Como agente purificador del agua que utiliza alúmina como materia prima, elimina eficazmente las sustancias tóxicas y los metales pesados del agua. Es altamente soluble en agua y tiene amplias aplicaciones en sistemas de agua domésticos e industriales. Además, desempeña un papel importante en la purificación de aguas residuales que contienen fluoruro, aceite y metales pesados. Dadas estas funciones y aplicaciones, ¿puede tratar eficazmente las aguas residuales y eliminar la DQO del agua a bajas temperaturas?
Los productos de cloruro de polialuminio combinan las ventajas de los agentes a base de sales de aluminio y hierro. Potencian notablemente la eficacia de los iones de aluminio y hierro, al tiempo que reducen sustancialmente la coloración de los efluentes. Esto supera eficazmente los retos de purificación en condiciones de baja temperatura y baja turbidez, ofreciendo resultados de tratamiento del agua superiores en comparación con los productos convencionales. La eliminación de la DQO es sencilla y sin complicaciones, ya que no requiere equipos adicionales, no conlleva costes económicos extra y no causa contaminación secundaria.
El cloruro de polialuminio mantiene una eficacia constante incluso a bajas temperaturas. Forma fácilmente flóculos grandes y compactos en el agua. Incluso con un contenido mínimo de hierro, evita una reducción excesiva del pH o un aumento de la coloración del efluente. Sigue siendo eficaz para la eliminación de la DQO en condiciones de baja temperatura.

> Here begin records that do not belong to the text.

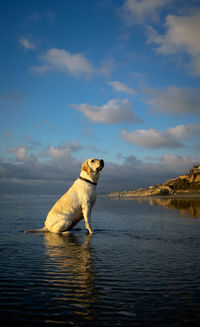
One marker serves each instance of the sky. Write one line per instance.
(117, 80)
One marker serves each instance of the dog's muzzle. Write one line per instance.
(101, 164)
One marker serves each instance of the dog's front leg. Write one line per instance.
(87, 215)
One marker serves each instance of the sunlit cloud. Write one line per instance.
(121, 87)
(60, 60)
(137, 11)
(174, 100)
(155, 139)
(182, 36)
(114, 111)
(27, 44)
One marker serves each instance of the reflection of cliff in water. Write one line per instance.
(187, 207)
(70, 270)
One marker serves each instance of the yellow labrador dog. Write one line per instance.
(76, 203)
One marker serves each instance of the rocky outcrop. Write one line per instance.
(183, 185)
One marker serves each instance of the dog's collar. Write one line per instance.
(87, 180)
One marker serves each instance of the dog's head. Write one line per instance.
(92, 166)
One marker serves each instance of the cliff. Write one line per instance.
(183, 185)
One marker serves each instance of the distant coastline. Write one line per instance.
(187, 185)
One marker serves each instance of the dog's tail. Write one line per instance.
(39, 230)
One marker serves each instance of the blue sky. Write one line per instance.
(117, 80)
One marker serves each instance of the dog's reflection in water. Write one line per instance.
(70, 268)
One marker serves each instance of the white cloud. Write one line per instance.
(114, 111)
(61, 151)
(19, 152)
(137, 11)
(174, 100)
(12, 96)
(182, 36)
(27, 44)
(154, 139)
(63, 61)
(121, 87)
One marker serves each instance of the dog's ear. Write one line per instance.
(86, 167)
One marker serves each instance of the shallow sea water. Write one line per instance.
(141, 267)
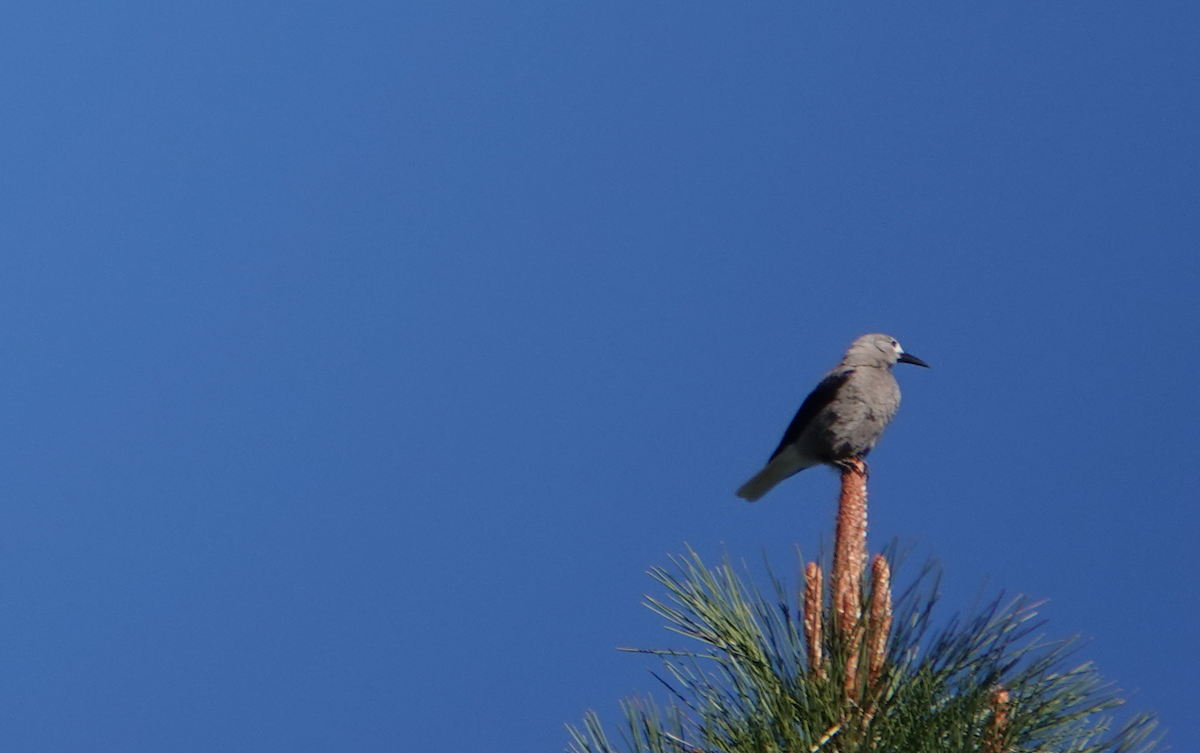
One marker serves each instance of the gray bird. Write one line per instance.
(843, 417)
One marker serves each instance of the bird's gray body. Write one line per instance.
(843, 419)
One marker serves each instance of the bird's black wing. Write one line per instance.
(813, 404)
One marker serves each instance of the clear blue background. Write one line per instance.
(359, 357)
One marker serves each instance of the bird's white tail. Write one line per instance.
(784, 465)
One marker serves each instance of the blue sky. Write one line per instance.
(359, 359)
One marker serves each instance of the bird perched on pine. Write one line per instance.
(843, 419)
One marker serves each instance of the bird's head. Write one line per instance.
(879, 350)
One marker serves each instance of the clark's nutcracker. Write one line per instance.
(843, 417)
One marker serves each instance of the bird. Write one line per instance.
(843, 417)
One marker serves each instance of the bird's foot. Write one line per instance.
(856, 465)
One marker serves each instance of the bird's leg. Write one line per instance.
(852, 464)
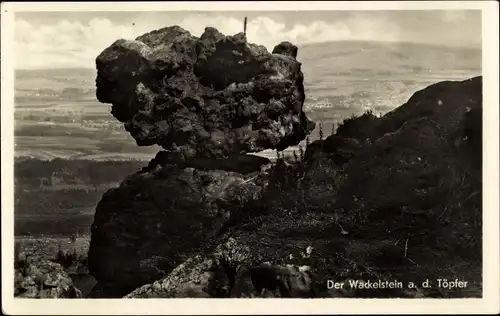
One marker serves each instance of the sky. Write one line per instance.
(74, 39)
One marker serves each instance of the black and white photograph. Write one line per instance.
(247, 153)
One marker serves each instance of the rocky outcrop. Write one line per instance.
(41, 278)
(209, 97)
(208, 101)
(372, 202)
(158, 217)
(369, 210)
(230, 271)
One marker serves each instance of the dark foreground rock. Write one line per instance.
(41, 278)
(159, 217)
(403, 206)
(391, 198)
(230, 271)
(211, 97)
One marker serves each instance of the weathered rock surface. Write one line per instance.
(210, 97)
(158, 217)
(374, 202)
(384, 212)
(230, 271)
(41, 278)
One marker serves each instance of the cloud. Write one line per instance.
(74, 43)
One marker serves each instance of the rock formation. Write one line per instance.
(375, 201)
(41, 278)
(208, 102)
(370, 210)
(210, 97)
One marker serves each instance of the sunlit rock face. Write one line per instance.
(207, 97)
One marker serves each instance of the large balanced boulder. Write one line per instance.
(231, 270)
(158, 217)
(41, 278)
(211, 97)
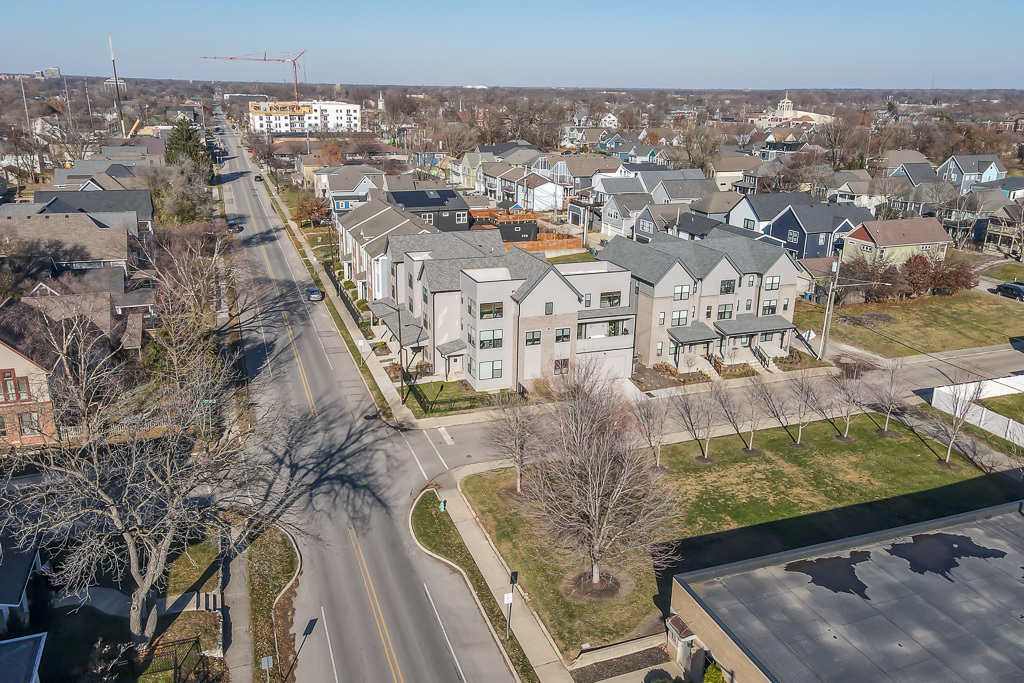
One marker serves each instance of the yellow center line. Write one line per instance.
(375, 607)
(284, 315)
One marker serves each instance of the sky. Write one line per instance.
(597, 44)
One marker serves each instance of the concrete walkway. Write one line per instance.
(535, 639)
(238, 639)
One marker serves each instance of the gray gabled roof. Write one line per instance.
(684, 189)
(768, 206)
(139, 201)
(826, 217)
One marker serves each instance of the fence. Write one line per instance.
(946, 397)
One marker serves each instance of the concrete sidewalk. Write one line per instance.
(532, 636)
(401, 413)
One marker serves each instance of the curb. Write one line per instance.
(469, 585)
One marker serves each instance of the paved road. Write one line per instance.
(370, 605)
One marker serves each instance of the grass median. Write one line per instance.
(924, 325)
(437, 534)
(783, 499)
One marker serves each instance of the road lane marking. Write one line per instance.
(375, 607)
(330, 647)
(462, 676)
(413, 451)
(284, 315)
(427, 434)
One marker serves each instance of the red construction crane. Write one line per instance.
(255, 57)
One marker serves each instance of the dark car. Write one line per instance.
(1014, 290)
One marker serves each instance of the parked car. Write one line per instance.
(1014, 290)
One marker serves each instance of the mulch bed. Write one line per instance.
(619, 666)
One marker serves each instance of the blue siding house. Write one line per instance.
(812, 230)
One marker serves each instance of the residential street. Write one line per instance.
(363, 609)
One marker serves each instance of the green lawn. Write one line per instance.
(271, 565)
(1011, 406)
(437, 532)
(197, 569)
(572, 258)
(743, 506)
(925, 325)
(1006, 271)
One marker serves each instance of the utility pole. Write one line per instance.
(117, 88)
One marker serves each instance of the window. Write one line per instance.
(28, 423)
(491, 338)
(491, 370)
(14, 388)
(491, 310)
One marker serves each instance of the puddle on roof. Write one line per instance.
(940, 553)
(839, 574)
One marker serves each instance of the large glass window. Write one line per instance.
(491, 338)
(491, 310)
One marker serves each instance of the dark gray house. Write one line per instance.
(444, 209)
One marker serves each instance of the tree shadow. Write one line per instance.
(737, 545)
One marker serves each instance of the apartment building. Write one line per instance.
(503, 319)
(708, 296)
(278, 117)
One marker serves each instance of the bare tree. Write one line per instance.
(596, 494)
(650, 419)
(514, 432)
(803, 390)
(964, 393)
(888, 391)
(846, 397)
(697, 413)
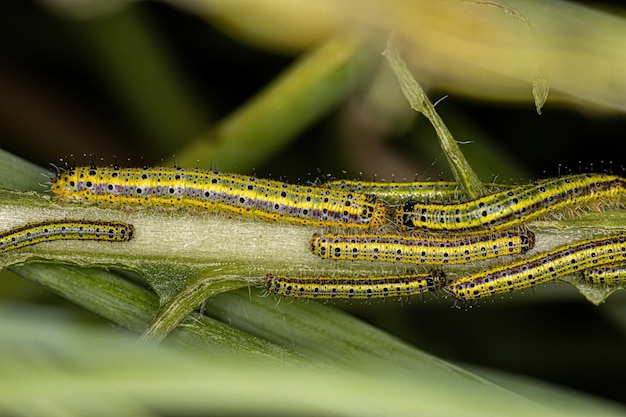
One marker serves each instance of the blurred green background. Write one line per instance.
(161, 82)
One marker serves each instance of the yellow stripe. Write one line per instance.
(354, 288)
(49, 230)
(511, 208)
(426, 249)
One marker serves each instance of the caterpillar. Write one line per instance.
(354, 288)
(510, 208)
(49, 230)
(431, 250)
(612, 275)
(400, 191)
(395, 192)
(209, 190)
(541, 268)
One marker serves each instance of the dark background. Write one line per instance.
(56, 100)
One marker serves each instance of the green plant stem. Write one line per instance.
(461, 169)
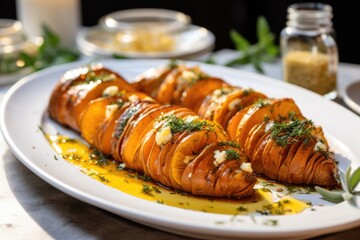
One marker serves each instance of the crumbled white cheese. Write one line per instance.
(189, 119)
(133, 98)
(110, 110)
(269, 125)
(163, 136)
(220, 157)
(320, 146)
(246, 167)
(188, 76)
(233, 104)
(188, 159)
(111, 91)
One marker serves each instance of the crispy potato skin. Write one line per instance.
(129, 126)
(244, 114)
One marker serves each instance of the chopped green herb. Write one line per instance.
(242, 209)
(146, 190)
(266, 118)
(101, 158)
(177, 124)
(229, 143)
(173, 64)
(271, 222)
(285, 133)
(231, 154)
(246, 92)
(157, 190)
(261, 103)
(102, 178)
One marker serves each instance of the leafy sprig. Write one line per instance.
(49, 53)
(177, 124)
(265, 50)
(348, 182)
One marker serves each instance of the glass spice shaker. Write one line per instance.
(308, 48)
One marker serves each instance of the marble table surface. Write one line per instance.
(30, 208)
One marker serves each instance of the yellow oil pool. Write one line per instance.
(270, 198)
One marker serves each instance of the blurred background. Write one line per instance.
(220, 16)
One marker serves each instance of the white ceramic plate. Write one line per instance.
(24, 108)
(191, 43)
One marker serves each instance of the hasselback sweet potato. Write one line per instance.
(247, 116)
(169, 143)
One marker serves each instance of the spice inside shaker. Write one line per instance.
(309, 51)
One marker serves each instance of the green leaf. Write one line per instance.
(263, 29)
(331, 196)
(240, 42)
(354, 179)
(257, 64)
(50, 38)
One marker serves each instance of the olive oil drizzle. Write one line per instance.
(115, 174)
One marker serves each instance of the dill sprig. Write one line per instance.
(177, 124)
(231, 154)
(229, 143)
(103, 77)
(285, 133)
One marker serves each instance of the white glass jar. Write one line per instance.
(13, 43)
(308, 48)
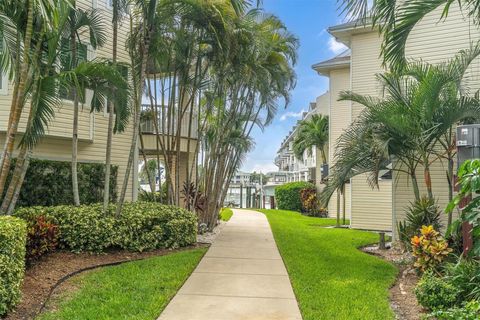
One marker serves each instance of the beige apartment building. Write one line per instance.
(57, 143)
(310, 167)
(433, 40)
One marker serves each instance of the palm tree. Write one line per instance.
(403, 130)
(396, 20)
(312, 133)
(142, 24)
(78, 20)
(19, 20)
(119, 7)
(47, 75)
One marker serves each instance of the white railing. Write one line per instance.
(148, 125)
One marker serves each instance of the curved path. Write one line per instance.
(241, 277)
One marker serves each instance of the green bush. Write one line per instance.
(49, 183)
(465, 276)
(470, 311)
(288, 197)
(423, 212)
(13, 237)
(141, 226)
(435, 293)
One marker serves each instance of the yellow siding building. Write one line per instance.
(432, 40)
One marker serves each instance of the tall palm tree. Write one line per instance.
(312, 133)
(19, 20)
(407, 126)
(142, 25)
(47, 75)
(396, 20)
(79, 20)
(119, 8)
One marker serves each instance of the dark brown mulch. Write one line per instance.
(402, 297)
(51, 270)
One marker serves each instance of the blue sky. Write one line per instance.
(308, 20)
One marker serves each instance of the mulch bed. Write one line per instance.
(46, 274)
(402, 297)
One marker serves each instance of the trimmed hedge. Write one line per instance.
(288, 196)
(13, 234)
(49, 183)
(141, 226)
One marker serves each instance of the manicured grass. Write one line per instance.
(331, 278)
(226, 214)
(133, 290)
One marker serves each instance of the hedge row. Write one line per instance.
(49, 183)
(141, 226)
(12, 261)
(288, 195)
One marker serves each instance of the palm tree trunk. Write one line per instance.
(17, 101)
(17, 178)
(144, 48)
(76, 195)
(18, 187)
(110, 106)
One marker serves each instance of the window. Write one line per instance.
(123, 69)
(67, 64)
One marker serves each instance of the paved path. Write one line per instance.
(241, 277)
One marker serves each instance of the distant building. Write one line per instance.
(308, 169)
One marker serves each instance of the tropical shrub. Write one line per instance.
(465, 276)
(13, 237)
(49, 183)
(430, 249)
(423, 212)
(469, 181)
(288, 195)
(435, 293)
(141, 226)
(42, 238)
(469, 311)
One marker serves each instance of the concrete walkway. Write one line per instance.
(241, 277)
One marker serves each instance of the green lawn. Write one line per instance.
(226, 214)
(133, 290)
(331, 278)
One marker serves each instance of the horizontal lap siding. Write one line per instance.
(371, 208)
(434, 40)
(339, 121)
(57, 145)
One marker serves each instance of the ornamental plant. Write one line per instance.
(430, 249)
(42, 238)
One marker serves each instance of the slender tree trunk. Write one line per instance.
(144, 47)
(416, 190)
(18, 187)
(111, 108)
(18, 101)
(76, 195)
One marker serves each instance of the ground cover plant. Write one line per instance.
(133, 290)
(331, 278)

Cabe señalar que el color de
cloruro de polialuminio varía en función de su concentración, oscilando entre tonos terrosos y marrones, amarillos o blancos. Estas diferencias de color están intrínsecamente ligadas al proceso de producción. Sin embargo, independientemente del color, la eficacia se mantiene constante. Cuando se añade a las aguas residuales, flocula y precipita de forma eficaz, logrando así la purificación del agua. Por lo general, los productos de color tierra contienen aproximadamente un 26 % de ingrediente activo. Los productos marrones suelen indicar un mayor contenido de hierro, mientras que las variantes amarillas suelen ser aptas para el consumo humano, con una concentración superior al 29 %. Su eficacia en el tratamiento del agua del grifo es incuestionable y totalmente segura. Independientemente del color, todos los productos presentan una excelente solubilidad en agua. Al introducirlos en el agua, se disuelven por completo, formando flóculos rápidamente y con gran actividad durante la disolución. Esto logra eficazmente la descomposición y purificación de las aguas residuales, al tiempo que demuestra importantes efectos de clarificación en aguas muy turbias. Son uno de los productos químicos indispensables para el tratamiento del agua.